This is one of the few films we've shown this year that I actually saw in advance of our screening. I'd missed it at the cinema and caught up with it on DVD - but it definitely repaid a second look, especially on our big(gish) screen.
Here are my notes:
The
Grand Budapest Hotel
USA 2014 100
minutes
Director: Wes
Anderson
Starring: Ralph Fiennes, Edward
Norton, Adrien Brody, Willem Dafoe and Tony Revolori
Awards and
Nominations
- Nominated
for nine Oscars, including Best Film, Director and Original Screenplay, and
won four Oscars
- Won
BAFTAs for Best Original Screenplay, Best Soundtrack, Costumes and
Production Design and nominated for six more including Best Film, Director,
Leading Actor (Ralph Fiennes), Best Supporting Actor and Original
Screenplay
- A
further 95 wins and 110 nominations
“In some hands, this
convoluted, labyrinthine narrative would end up a sprawling mess, but such is
Anderson's storytelling discipline – informed and sustained by the precision of
the cinematography and set design – that it never gets away from him.

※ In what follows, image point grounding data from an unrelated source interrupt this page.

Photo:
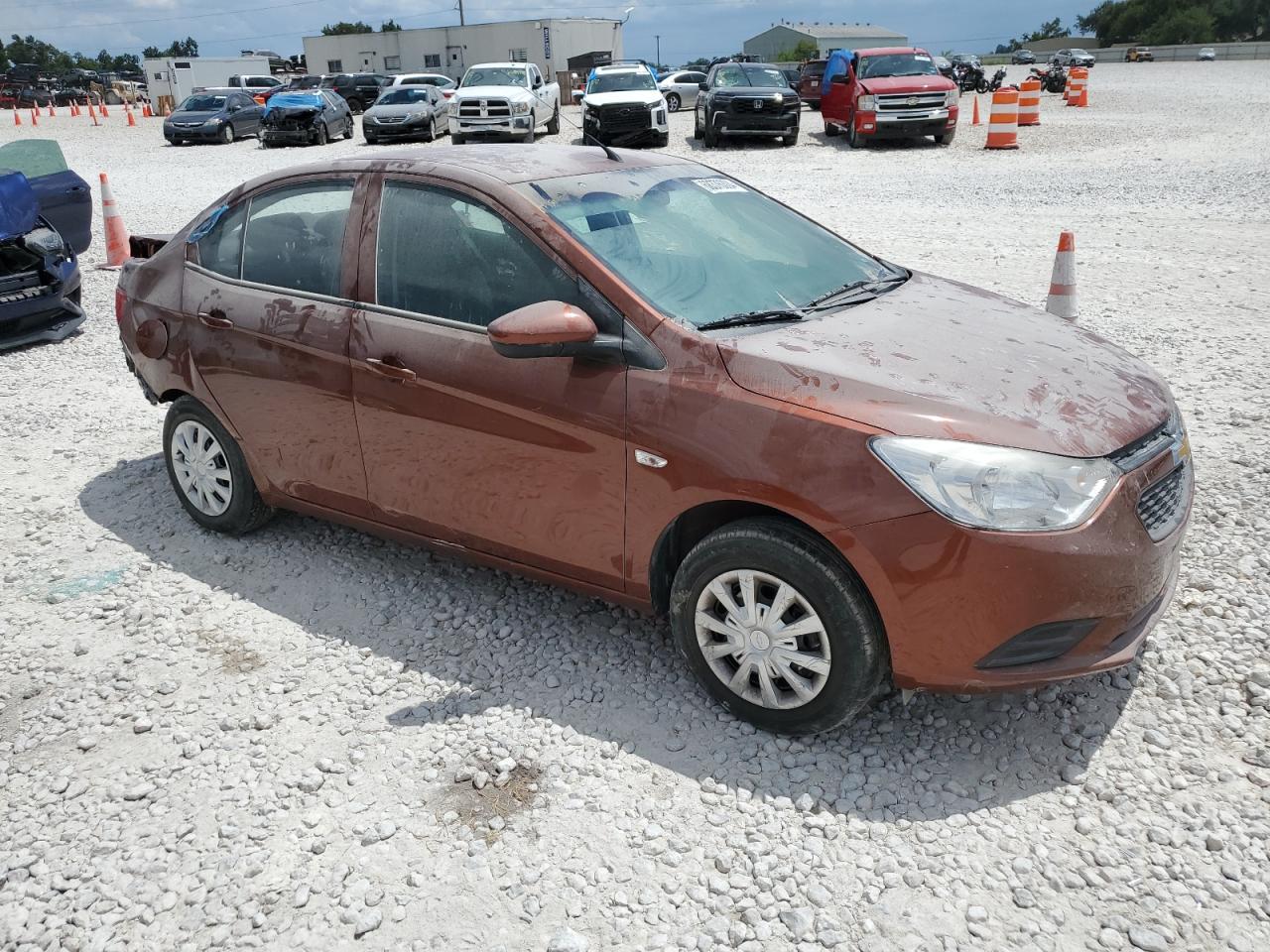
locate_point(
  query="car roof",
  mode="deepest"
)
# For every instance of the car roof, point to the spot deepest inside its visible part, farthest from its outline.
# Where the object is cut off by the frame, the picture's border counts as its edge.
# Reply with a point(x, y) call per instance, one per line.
point(506, 163)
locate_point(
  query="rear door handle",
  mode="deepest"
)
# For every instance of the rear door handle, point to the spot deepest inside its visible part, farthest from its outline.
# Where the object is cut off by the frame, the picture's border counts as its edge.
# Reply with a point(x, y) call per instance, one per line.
point(214, 320)
point(402, 375)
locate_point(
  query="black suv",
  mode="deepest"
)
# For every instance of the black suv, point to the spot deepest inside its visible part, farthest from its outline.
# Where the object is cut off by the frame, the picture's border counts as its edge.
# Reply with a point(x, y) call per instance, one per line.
point(358, 89)
point(747, 99)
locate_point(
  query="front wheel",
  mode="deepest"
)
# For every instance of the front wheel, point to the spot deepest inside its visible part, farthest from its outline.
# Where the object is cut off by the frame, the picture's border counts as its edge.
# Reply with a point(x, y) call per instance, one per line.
point(776, 627)
point(208, 472)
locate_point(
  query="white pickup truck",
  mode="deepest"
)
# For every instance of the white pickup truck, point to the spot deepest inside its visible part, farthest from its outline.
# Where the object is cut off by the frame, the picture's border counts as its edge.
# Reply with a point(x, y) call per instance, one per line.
point(504, 99)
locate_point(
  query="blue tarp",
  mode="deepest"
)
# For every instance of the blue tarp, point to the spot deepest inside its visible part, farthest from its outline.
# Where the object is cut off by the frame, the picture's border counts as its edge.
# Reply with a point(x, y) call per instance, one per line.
point(837, 66)
point(19, 208)
point(294, 100)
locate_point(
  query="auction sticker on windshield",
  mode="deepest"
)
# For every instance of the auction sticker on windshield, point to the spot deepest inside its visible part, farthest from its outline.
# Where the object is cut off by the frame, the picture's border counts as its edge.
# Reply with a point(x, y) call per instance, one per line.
point(719, 185)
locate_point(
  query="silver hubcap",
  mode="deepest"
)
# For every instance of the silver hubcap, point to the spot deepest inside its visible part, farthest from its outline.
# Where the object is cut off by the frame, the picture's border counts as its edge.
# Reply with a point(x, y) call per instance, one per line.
point(200, 467)
point(762, 639)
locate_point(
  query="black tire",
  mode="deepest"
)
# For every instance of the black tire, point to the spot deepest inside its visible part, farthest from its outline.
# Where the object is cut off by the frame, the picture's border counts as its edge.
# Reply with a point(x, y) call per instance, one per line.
point(246, 511)
point(810, 565)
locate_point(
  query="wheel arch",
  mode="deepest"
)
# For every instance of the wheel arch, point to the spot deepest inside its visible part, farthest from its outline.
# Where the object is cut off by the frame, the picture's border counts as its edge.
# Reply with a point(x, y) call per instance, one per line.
point(694, 525)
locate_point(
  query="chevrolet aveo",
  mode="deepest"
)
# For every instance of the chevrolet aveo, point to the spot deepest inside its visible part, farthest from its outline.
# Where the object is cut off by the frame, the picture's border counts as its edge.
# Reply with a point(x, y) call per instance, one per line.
point(642, 379)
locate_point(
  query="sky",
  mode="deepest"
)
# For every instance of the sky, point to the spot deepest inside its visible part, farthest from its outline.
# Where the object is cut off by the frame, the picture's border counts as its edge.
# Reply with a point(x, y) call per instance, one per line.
point(688, 28)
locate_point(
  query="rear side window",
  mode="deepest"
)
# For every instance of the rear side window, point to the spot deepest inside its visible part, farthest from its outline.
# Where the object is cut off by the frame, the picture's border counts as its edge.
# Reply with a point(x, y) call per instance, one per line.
point(295, 236)
point(443, 254)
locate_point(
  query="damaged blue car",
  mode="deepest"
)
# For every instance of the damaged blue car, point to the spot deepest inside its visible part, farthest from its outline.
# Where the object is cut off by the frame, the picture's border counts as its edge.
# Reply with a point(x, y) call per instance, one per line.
point(46, 217)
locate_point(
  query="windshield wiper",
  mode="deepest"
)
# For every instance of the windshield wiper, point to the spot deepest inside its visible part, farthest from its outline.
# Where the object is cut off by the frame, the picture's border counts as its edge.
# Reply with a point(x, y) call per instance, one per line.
point(870, 286)
point(740, 320)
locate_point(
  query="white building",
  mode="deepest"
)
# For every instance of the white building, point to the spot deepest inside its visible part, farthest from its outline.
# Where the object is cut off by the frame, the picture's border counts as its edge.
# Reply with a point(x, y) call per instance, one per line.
point(451, 50)
point(771, 44)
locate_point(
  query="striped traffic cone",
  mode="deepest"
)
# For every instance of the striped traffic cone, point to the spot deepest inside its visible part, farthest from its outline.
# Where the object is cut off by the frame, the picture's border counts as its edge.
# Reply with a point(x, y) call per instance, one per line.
point(116, 232)
point(1062, 285)
point(1003, 119)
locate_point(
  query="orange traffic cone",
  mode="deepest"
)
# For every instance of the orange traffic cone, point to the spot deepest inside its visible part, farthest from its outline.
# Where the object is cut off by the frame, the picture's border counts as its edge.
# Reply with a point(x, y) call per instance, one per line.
point(1062, 285)
point(1003, 119)
point(116, 232)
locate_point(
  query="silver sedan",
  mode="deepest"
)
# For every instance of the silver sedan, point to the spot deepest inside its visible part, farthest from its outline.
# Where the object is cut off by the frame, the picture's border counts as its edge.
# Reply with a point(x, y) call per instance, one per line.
point(681, 89)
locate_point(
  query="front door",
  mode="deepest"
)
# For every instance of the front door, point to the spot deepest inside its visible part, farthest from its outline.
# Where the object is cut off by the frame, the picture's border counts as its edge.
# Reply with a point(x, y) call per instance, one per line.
point(271, 336)
point(520, 458)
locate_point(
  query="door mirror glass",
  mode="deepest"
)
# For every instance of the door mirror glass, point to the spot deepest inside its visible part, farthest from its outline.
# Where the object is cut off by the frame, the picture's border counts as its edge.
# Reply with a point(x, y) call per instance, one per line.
point(544, 329)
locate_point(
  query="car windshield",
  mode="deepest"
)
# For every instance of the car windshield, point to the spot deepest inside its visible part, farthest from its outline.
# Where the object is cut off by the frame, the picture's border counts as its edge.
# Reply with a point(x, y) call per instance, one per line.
point(495, 76)
point(621, 81)
point(402, 95)
point(896, 64)
point(698, 246)
point(743, 75)
point(202, 104)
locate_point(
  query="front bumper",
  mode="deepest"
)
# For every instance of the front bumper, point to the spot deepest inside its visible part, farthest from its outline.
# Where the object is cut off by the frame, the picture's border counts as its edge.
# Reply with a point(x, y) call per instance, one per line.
point(513, 127)
point(44, 318)
point(952, 599)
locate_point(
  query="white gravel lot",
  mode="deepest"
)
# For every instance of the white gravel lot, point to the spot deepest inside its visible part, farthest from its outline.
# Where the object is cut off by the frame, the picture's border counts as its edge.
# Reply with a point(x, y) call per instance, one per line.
point(316, 739)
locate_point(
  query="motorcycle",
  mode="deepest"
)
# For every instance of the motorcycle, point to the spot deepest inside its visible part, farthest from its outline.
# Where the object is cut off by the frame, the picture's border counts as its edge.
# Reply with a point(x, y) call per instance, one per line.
point(1053, 80)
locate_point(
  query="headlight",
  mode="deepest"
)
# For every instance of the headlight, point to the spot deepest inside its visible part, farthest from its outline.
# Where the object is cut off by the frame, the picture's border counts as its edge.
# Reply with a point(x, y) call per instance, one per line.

As
Gustave skips from hotel lobby to prison camp, from railway carriage to drawing
room, the architecture of this picaresque remains entirely lucid."
Andrew
Pulver
Wes Anderson wrote
the screenplay from an original story he had co-written, but it was inspired by
the writings of Stefan Zweig, an Austrian novelist, playwright and journalist. In the 1920s and 1930s Zweig was one of the
most popular writers in the world but now he is best known for his novel Letter from an Unknown Woman, filmed in
Hollywood by Max Ophuls in 1948. Anderson’s
inspiration for his story was Zweig’s 1927 novella Twenty Four Hours in the Life of a Woman (filmed in 1952 and remade
twice since) as well as his 1939 novel Beware
of Pity, filmed in Britain in 1946.
The film had its
premier at the 2014 Berlin Film Festival where Wes Anderson received the Grand
Jury Prize. On it general release the
film received excellent reviews with many critics commenting particularly on
the performance of Ralph Fiennes (in a role written originally written for
Johnny Depp) as Gustave H. In a recent
profile of Fiennes Anne Billson reviewed his film career to date and with
regard to The Grand Budapest Hotel commented:
“His
Gustave H., in Wes Anderson's The Grand
Budapest Hotel, is probably the most likeable character he has ever played.
Amid the film's colourful assembly of
caricatures, his fey but ferociously efficient concierge is full of regretful
nuance, provides the film with its moral backbone, and heartbreakingly embodies
the values of a lost epoch. It's a lovely performance.”